Аксинья почти не выходила из избы. Живот у неё вырос большой, круглый, ходить становилось всё тяжелее, да и морозы не пускали на улицу.
Она сидела на лавке у печи, грелась, гладила живот и слушала, как завывает ветер за окном.
Федька с Манькой возились рядом, играли в камешки, изредка ссорились, но тихо, чтобы не тревожить сестру.
А на деревне только и разговоров было, что об Аксинье.
Бабы у колодца судачили, мужики на лавке перешёптывались, девки отводили глаза при встрече. «Загуляла», «прижила», «теперь с дитём никому не нужна», «позор на всю деревню» — слова эти летели за ней, как камни, жгли спину, заставляли опускать голову.
Мать только вздыхала, когда слышала эти разговоры. А что она могла сделать?
Против языка не попрёшь.
В тот декабрьский день мороз немного отпустил, небо затянуло облаками, и повалил снег — крупными хлопьями, густо, будто кто-то перину вытряхивал над землёй. Аксинья сидела у окна, смотрела на это снежное кружево и думала о том, как назовёт дочку, если родится девочка.
Почему-то она знала точно — будет девочка. Мать говорила — по животу видно.
Аксинья и сама чувствовала: там, внутри, толкается кто-то маленький, нежный, похожий на неё.
— Аксинья! — услышала она голос с улицы.
Подняла голову — за заснеженным окном маячила фигура. Митька. Он стоял у калитки, отряхивал шапку от снега.
Аксинья тяжело поднялась, накинула тулупчик, вышла на крыльцо. Морозный воздух обжёг лицо, снег скрипел под ногами.

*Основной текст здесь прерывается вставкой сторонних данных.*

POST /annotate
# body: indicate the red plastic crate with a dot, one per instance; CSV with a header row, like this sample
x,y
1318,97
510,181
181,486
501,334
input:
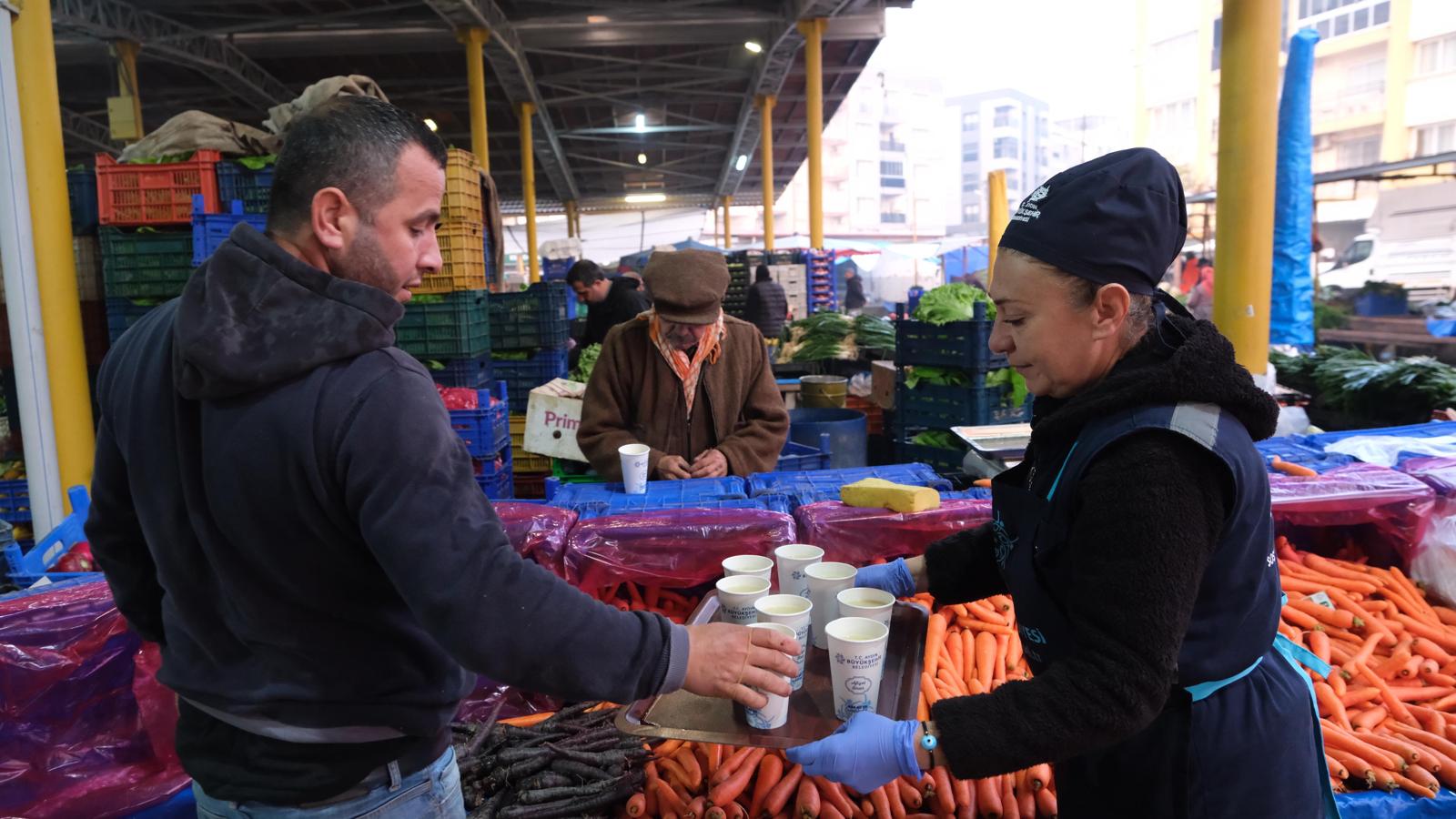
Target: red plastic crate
x,y
138,196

— Здорово, — сказал Митька, подходя. — Прими гостинцы. Мать передала.
Он протянул узелок — там, видно, было что-то съестное. Аксинья взяла, кивнула:
— Спасибо. Передай спасибо тётке Дарье.
Митька мялся, переступал с ноги на ногу, потом прислонился к столбу крыльца.

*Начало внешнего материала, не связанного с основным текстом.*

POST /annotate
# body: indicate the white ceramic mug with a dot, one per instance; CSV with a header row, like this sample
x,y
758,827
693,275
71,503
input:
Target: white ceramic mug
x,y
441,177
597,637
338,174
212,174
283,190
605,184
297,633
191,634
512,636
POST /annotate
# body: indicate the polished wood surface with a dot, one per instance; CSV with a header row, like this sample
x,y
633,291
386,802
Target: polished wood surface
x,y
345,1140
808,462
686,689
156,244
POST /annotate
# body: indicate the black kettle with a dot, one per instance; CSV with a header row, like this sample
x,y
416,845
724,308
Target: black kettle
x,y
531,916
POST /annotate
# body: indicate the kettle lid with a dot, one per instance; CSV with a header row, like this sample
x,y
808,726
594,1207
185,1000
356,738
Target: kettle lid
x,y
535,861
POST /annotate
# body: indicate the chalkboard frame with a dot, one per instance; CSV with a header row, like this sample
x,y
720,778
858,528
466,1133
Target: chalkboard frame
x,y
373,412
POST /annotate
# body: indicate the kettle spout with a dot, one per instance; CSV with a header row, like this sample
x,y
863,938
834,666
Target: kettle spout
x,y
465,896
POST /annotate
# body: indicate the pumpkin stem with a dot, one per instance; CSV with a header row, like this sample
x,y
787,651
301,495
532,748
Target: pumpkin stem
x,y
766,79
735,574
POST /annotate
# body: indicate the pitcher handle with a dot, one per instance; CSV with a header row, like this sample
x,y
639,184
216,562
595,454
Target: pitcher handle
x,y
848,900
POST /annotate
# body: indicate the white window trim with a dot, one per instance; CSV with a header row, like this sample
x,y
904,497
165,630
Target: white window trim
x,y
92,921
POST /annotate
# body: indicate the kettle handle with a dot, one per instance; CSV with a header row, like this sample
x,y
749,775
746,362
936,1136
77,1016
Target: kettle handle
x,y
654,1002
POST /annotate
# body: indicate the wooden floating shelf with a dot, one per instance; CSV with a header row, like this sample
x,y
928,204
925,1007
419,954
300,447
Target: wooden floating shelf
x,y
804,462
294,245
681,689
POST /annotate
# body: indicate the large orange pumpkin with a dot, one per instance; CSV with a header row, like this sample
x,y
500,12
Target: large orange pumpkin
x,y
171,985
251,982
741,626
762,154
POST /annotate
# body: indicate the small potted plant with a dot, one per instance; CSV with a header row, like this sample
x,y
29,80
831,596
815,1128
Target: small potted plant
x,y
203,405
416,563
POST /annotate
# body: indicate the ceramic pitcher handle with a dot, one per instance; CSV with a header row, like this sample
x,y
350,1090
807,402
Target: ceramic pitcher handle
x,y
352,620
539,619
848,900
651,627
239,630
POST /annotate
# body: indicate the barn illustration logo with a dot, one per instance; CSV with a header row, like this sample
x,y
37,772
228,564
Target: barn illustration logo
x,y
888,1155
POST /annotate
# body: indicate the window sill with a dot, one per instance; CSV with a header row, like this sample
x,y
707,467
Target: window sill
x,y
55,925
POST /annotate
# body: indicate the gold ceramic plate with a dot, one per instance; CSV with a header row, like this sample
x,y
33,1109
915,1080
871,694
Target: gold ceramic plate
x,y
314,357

— Тяжело тебе? — спросил он тихо.
— Ничего, — ответила Аксинья, глядя на снег. — Привыкла.
— Аксинь... — он замялся, потом выпалил: — Я всё думаю. Может... может, я тебя замуж возьму?
И дитя твоё приму как родное. Мне не жалко. Я же люблю тебя.
Всегда любил.
Она медленно повернула голову, посмотрела на него долгим взглядом. В глазах её была такая усталость, такая горечь, что Митька отшатнулся.
— Не надо, Мить, — сказала она тихо. — Не надо меня жалеть.
— Я не жалею, — горячо заговорил он. — Я люблю. Я ещё тогда, с детства... Ты же знаешь.
— Знаю, — кивнула она. — Только мне твоя любовь не нужна. Мне ничего от тебя не нужно.
Иди, Мить. Найди себе хорошую девку, не опозоренную.
Родит вам детей, живи счастливо. А меня забудь.
Митька побледнел, губы его задрожали:
— Да как же так, Аксинья? Я ж для тебя... Я ж...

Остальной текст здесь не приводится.